If $\frac{m}{l}$ is not an integer:
RM/L must be an integer so if M/L is not an integer then by Euclid's lemma, we must have that L divides R. Define R=SL. Then D=gcd(R,RM/L) =gcd(SL,SM)=Sgcd(L,M)=S, where the last equality holds for the same reason we're in this subcase in the first place unless M/L isn't in lowest terms, but when reduced to lowest terms M/L still isn't an integer, in which case just replace M and L with the canonical M' and L' and define R=S'L. Then D= S'.
Hence, D=S or D=S'.
Soooo NL=RM=S'LM -> N=S'M=DM but by assumption DM < N.
↯
If $\frac{m}{l}$ is an integer, then $$ d \stackrel{(**)}{=} r \gcd\left(1,\frac{m}{l}\right) = r(1) = r. $$
Again finally, as in Case 1.2, observe that $n < rm < \frac{nr}{d}$ implies $d<r$.
Therefore, we have, again, that $d<r$ and $d=r$. ↯
Since Cases 1.1, 1.3 and 1.2 have been ruled out, Case 1 has been ruled out. Therefore, Case 2 is the case. QED
(*) Pf that $\gcd(nq,n) = n$
Let $\gamma:=\gcd(nq,n)$. Then we have integers $\gamma_1, \gamma_2$ s.t. $\gamma=nq\gamma_1+n\gamma_2 \implies \frac{\gamma}{n}=q\gamma_1+\gamma_2$. Now converse to Bézout's identity is false, so we can't just say $1=\gcd(q,1)=\frac{\gamma}{n} \implies \gamma=n$. However, because $\frac{\gamma}{n}$ is of the form $qd_q+1d_1$ where $d_q, d_1$ are integers, we have that $1=\gcd(q,1)=\frac{\gamma}{n}$ if $\frac{\gamma}{n}$ divides both $q$ and $1$ (See here). Now $\gamma$, by its definition, divides both $nq$ and $n$, i.e. we have integers $\delta_1, \delta_2$ s.t. $\gamma\delta_1=nq, \gamma\delta_2=n$. Hence, $\frac{\gamma}{n}\delta_1=q, \frac{\gamma}{n}\delta_2=1$, i.e. $\frac{\gamma}{n}$ divides both $q$ and $1$. Therefore, $1=\gcd(q,1)=\frac{\gamma}{n} \implies \gamma=n$ QED
Alternatively, we can show $\gcd(nq,n) = n$ by using the GCD Properties, $\gcd(a+cb,b)=\gcd(a,b)$ and $\gcd(a,0)=a$ for any positive integers $a,b,c$.

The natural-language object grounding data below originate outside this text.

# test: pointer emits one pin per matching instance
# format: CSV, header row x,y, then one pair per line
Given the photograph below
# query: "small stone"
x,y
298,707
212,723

Pf: By the first property, $\gcd(nq,n)=\gcd(n,0)$. By the second property $\gcd(n,0)=n$. Therefore, $\gcd(nq,n)=\gcd(n,0)=n$. QED
(**) GCD Property: $\gcd(a+cb,b)=\gcd(a,b)$ for any positive integers $a,b,c$.
(****) Euclid's lemma:
Let $\frac{bc}{a}$ be an integer and $\gcd(a,b)=1$. Then $\frac c a$ is an integer.

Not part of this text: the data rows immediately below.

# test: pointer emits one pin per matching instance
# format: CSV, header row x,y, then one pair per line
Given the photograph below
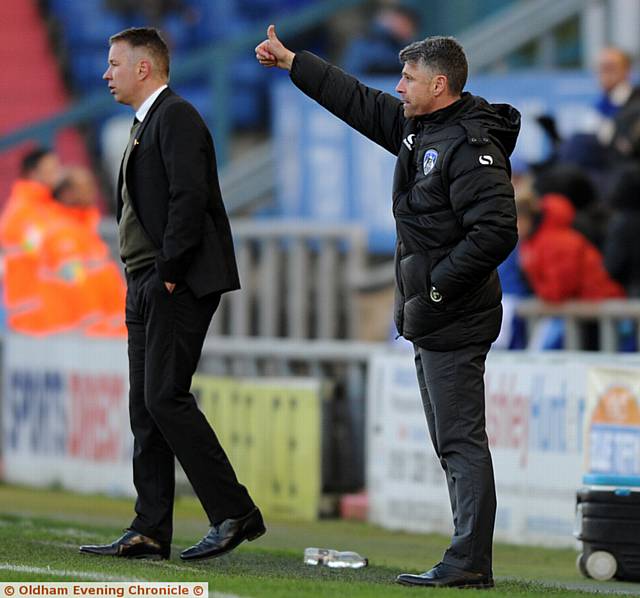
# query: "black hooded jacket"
x,y
452,201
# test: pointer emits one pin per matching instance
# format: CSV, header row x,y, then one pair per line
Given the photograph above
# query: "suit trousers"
x,y
166,332
452,389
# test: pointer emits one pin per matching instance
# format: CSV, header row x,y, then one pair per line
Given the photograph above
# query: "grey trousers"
x,y
452,390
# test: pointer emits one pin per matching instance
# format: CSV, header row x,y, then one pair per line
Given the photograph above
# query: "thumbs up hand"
x,y
271,52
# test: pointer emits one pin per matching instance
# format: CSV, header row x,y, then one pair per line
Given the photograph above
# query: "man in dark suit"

Pf: First, Bézout's identity's converse is true for $\gcd(a,b)=1$ (see here), so we have integers $a_1, b_1$ s.t. $1=aa_1+bb_1$. (Alternatively, we can use Integer Combination of Coprime Integers, which is Cor 2.3.6 in the textbook.) Then $$1=aa_1+bb_1 \implies \frac c a = ca_1+\frac{bc}{a}b_1$$
By assumption $\frac{bc}{a}$ is an integer, so $\frac c a$ is an integer because we have written $\frac c a$ as a sum of products of integers. QED
It is healthy to observe first that $x^k=x^r$.
Next to that we have $d:=\gcd(k,n)=\gcd(nq+r,n)=\gcd(r,n)$ so it is enough to prove that the order of $x^r$ equals $n/d=n/\gcd(r,n)$ under the suitable extra condition that $r\in\{0,\dots,n-1\}$.
You proved that $(x^k)^{n/d}=(x^n)^{k/d}=1$ by showing that $k/d$ is an integer. This is of course the same as $(x^r)^{n/d}=1$ and - denoting $m$ as order of $x^r$ - this excludes that $m>n/d$. So from here it remains to prove that it cannot be that $m<n/d$.
I noticed for this the following possibility:
If $m<n/d$ then $rm<rn/d=rn/\gcd(r,n)=\text{lcm}(r,n)$.
That excludes the possibility that $rm$ (which is a multiple of $r$) is also a multiple of $n$ (and you are ready: we cannot have $x^{rm}=1$ if $rm$ is not a multiple of $n$).
Of course this discovery makes me as a mathematician reluctant to go through the rest of the proof.
I have no doubt that you have understanding for that.
If there are things that are not clear then I advice you to formulate that in a new question with a link to this question.